Cinco fundamentos e um futuro
A partir destas considerações, seria possível elencar cinco fundamentos centrais para a criação de uma revista marxista revolucionária hoje.
O primeiro fundamento é o da identidade: neste período ainda marcado pro graves retrocessos da cultura pública do marxismo e de larga difusão do pragmatismo na cultura do PT, é fundamental firmar a identidade da revista como de uma tendência historicamente vinculada ao PT e, ao mesmo tempo, marxista revolucionária. Isto é, que se proclama marxista revolucionária exatamente por ser construtora do PT desde as suas origens. Há aqui um valor para a própria cultura socialista democrática do PT; mas há também um valor necessariamente crítico às correntes sectárias que se servem muitas vezes doutrinariamente do marxismo para negar o imenso valor histórico de esquerda do PT, não apenas para os trabalhadores do Brasil mas do mundo inteiro.
O segundo fundamento é o sentido praxiológico da revista: ela não pretende ser uma revista de teoria marxista, em um sentido prioritariamente acadêmico ou historicamente descentrado, mas exatamente o inverso. Inserida na rica tradição da dialética petista, a sua agenda prioritária, o seu trabalho coletivo de elaboração, os seus diálogos serão voltados exatamente para o desenvolvimento do programa da revolução democrática no Brasil. É ao procurar responder aos problemas históricos da transformação no Brasil que a revista poderá ir desenvolvendo uma teoria coerente da revolução democrática, em diálogo com a tradição e com as experiências internacionais.
O terceiro fundamento é o sentido plural e dialogal da revista: ancorada na tradição da tendência Democracia Socialista, ela buscará sempre o diálogo, a interlocução, a polêmica construtiva, a colaboração sistemática com os militantes e intelectuais marxistas e com os propositores de uma perspectiva do socialismo democrático. Este diálogo será feito prioritariamente com os companheiros do partido. Nem todo o espectro do marxismo revolucionário nem todos os militantes socialistas, no entanto, se inserem organicamente no PT e, a partir de sua identidade petista, a revista buscará também a contribuição destes companheiros e companheiras.

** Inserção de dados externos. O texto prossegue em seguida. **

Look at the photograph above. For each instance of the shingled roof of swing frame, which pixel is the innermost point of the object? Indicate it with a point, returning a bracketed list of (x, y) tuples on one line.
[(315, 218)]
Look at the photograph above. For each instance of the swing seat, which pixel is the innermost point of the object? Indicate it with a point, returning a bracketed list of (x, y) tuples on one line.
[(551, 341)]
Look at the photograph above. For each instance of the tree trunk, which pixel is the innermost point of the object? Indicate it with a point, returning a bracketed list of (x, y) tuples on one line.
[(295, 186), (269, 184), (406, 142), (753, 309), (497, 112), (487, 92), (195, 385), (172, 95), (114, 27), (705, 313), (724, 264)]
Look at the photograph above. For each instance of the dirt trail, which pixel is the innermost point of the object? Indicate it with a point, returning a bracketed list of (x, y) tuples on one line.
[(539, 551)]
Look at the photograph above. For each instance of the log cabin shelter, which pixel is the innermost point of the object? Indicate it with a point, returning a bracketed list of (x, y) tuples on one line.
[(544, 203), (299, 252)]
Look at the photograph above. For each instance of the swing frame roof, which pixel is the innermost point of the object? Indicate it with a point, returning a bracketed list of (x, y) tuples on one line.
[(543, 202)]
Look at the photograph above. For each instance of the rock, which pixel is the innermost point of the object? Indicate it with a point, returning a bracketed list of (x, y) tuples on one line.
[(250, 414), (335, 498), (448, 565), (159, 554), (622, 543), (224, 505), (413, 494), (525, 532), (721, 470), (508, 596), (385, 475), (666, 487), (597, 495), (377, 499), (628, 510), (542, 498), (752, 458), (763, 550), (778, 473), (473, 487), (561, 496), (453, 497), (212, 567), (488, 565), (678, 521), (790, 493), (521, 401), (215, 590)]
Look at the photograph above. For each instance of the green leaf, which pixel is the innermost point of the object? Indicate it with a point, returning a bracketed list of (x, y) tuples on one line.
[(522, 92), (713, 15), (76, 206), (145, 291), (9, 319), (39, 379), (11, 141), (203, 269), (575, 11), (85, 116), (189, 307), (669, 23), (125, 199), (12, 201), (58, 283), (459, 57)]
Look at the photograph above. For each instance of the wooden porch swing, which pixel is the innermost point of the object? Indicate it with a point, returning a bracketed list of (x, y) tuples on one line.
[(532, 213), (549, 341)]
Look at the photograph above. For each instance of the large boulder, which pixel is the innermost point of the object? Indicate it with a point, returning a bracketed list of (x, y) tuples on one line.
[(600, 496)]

O quarto fundamento é o caráter internacionalista da revista: sem estarem vinculados organicamente, há muitos partidos, correntes e movimentos socialistas hoje no mundo, em particular na América Latina. Núcleos de estudos marxistas, vinculados a revistas independentes e a universidades ou fundações também se fazem presentes. Dentro dos marcos das relações internacionais do PT, diversos níveis de conhecimento, cooperação ou diálogo podem se estabelecer, naturalmente a partir de aproximações e de perspectivas comuns.
O quinto fundamento é contribuir para a continuidade e renovação às tradições do marxismo revolucionário. Como a revista não se propõe a inaugurar uma tradição mas identificar a sua descontinuidade, estabelecer pontes entre o passado e o futuro, encorpar e colorir os sentidos das experiências vividas, fazer o cultivo da memória, presentificar vidas e pensamentos revolucionários, ela terá sempre o trabalho de revisitar as tradições. Há o diagnóstico, pela força corrosiva dos tempos neoliberais recém vividos, de um déficit público da dignidade e inteligência histórica do marxismo revolucionário e do socialismo democrático. A dignidade e inteligência desta revista estará sempre exposta à dignidade e inteligência da tradição que visa encarnar e atualizar.
Cumprido o desafio de reunir estes cinco fundamentos, não temos dúvida que a revista que ora se inicia poderá vir a ser um marco histórico da luta pelo socialismo democrático no Brasil e no mundo.